Filters are stuff you write that takes us out of the Main Character’s head for a nanosecond. Usually they aren’t needed. You don’t say to yourself, “I notice it’s raining.” It just rains.
When I came out of the store, I noticed it was raining.
When I came out of the store, the rain was coming down in sheets.
“I noticed” is the filter. We – the readers – are “I.” We notice whatever the MC notices, feels what she feels, etc. Saying I noticed in a story is like narrating to yourself in real life. Vagrants on New York City street corners do that, not your character.
Your story is more reader-centric and immersing without as many filters.
Some are okay; most can go – and improve the reading experience.
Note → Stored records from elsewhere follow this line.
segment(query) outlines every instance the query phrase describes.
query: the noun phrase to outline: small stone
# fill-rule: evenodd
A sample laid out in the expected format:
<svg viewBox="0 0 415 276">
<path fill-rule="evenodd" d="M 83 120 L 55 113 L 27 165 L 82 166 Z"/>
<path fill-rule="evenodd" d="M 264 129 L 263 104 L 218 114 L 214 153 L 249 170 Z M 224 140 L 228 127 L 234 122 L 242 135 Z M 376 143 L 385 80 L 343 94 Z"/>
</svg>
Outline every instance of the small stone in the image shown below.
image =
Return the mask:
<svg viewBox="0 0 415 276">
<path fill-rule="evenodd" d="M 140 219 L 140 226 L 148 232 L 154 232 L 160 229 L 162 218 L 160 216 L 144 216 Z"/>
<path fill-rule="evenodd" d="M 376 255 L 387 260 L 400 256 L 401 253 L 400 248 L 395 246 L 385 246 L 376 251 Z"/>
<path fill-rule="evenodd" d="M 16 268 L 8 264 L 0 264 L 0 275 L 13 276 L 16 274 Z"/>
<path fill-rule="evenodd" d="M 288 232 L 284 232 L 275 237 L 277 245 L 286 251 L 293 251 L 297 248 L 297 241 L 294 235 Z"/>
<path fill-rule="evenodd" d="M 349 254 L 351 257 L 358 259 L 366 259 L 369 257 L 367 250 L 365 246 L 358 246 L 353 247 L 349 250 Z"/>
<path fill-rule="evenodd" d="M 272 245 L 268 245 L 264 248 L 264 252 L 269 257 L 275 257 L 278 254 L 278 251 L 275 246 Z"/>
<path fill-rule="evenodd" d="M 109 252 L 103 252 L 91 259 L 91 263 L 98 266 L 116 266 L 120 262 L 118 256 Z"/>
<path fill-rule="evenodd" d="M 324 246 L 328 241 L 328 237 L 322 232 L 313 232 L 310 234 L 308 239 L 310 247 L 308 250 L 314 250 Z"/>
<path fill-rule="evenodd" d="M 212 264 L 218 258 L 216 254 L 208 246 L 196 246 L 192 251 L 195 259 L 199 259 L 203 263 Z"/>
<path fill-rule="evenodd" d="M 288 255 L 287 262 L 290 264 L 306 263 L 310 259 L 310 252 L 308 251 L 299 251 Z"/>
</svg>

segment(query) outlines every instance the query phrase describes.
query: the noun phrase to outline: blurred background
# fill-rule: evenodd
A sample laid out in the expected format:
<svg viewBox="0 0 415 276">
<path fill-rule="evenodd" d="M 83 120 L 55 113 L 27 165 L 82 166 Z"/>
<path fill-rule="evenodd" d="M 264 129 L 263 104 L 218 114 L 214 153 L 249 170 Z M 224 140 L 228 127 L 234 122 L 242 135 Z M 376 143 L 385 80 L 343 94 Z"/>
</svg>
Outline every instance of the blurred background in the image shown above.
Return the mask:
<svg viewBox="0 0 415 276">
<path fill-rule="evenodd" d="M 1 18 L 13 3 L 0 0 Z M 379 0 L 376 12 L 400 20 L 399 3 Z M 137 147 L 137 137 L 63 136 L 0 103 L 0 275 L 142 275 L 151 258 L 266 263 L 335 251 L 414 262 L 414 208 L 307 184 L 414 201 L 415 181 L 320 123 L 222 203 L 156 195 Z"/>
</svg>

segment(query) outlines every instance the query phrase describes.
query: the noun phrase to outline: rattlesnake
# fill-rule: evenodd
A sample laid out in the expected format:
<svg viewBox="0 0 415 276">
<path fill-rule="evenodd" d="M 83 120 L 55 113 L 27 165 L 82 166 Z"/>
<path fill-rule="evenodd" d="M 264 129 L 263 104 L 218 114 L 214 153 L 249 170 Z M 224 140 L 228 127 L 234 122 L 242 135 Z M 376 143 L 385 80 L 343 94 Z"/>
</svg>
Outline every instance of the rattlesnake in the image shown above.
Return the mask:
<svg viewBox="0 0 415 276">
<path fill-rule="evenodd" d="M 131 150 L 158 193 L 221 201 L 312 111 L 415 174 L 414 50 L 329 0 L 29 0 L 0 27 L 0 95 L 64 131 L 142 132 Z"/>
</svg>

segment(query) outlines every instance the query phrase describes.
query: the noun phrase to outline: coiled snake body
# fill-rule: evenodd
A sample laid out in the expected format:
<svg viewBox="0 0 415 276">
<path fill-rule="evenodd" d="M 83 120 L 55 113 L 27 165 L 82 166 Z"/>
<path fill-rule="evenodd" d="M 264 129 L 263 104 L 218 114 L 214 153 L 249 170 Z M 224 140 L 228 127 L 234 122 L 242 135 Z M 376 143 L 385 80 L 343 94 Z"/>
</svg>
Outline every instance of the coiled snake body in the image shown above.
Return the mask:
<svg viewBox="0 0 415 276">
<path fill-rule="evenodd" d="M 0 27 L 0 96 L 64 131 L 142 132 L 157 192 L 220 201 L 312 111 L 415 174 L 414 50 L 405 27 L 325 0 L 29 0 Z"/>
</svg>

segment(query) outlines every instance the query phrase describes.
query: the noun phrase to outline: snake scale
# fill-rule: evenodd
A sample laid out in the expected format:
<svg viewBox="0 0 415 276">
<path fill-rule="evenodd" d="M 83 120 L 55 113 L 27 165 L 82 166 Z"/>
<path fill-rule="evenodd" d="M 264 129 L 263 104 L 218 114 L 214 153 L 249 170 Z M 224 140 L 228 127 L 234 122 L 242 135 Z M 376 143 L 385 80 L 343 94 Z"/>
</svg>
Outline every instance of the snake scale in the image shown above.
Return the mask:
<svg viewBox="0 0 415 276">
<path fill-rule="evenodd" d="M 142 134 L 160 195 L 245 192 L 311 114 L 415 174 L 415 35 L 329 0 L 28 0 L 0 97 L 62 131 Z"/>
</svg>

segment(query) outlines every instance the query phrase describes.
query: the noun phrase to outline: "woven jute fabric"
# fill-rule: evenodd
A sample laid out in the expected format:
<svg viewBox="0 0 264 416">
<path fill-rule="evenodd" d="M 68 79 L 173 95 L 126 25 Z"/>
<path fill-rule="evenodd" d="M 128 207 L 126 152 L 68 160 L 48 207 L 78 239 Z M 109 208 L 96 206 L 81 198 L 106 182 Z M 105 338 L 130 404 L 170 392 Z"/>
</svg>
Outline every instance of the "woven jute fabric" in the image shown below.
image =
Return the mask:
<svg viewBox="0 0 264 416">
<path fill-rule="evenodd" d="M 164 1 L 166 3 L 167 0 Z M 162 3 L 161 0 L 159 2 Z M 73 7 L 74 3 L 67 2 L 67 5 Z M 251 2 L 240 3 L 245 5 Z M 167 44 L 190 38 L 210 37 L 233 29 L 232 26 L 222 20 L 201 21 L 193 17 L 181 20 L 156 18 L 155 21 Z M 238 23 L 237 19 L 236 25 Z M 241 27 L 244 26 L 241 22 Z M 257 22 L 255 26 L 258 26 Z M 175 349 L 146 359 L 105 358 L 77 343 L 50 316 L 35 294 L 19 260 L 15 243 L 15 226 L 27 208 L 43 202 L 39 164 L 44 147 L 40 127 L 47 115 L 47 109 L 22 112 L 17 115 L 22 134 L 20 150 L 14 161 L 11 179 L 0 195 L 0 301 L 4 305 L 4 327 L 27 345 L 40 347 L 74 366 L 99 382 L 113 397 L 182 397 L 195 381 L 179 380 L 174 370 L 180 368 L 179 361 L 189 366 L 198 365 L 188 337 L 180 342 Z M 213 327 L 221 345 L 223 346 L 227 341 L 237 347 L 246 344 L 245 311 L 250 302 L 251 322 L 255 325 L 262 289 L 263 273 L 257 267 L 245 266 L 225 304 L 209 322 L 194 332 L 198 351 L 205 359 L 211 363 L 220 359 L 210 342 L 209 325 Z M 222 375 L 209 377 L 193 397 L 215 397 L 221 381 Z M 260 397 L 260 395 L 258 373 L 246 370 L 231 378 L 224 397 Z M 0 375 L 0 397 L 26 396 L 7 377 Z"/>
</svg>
It’s no big deal that you have a lot in a first or even second draft, but it’s worth learning what they are and spotting them, and coming up with ways to change them out. Next book, you’ll use a lot fewer – BUT if you need them to get the first draft out of your head and onto the page, fine.
Just make some to-do lists, so you can get the story down and THEN go back and fix it up.
Filter words to cut.
Adverbs to cut (as many as possible).
Dialogue tags (as many as possible).
Crutch words (Yeah, when you cut those tags, you used the same three words as replacements. Now you have another task to do. You’re welcome.)
How to not go insane doing all this: When you finish the first draft of a book, take a month off from it. Seriously. A whole month where you don’t even peek at your writing baby. If you peek, the 30-day timer starts over.
Then go through – a little each day – and take the list items out. If you waited a month, you’ll see LOTS of places to tweak the story and make it tighter. Stuff you’d never have seen if you didn’t let it rest for a month.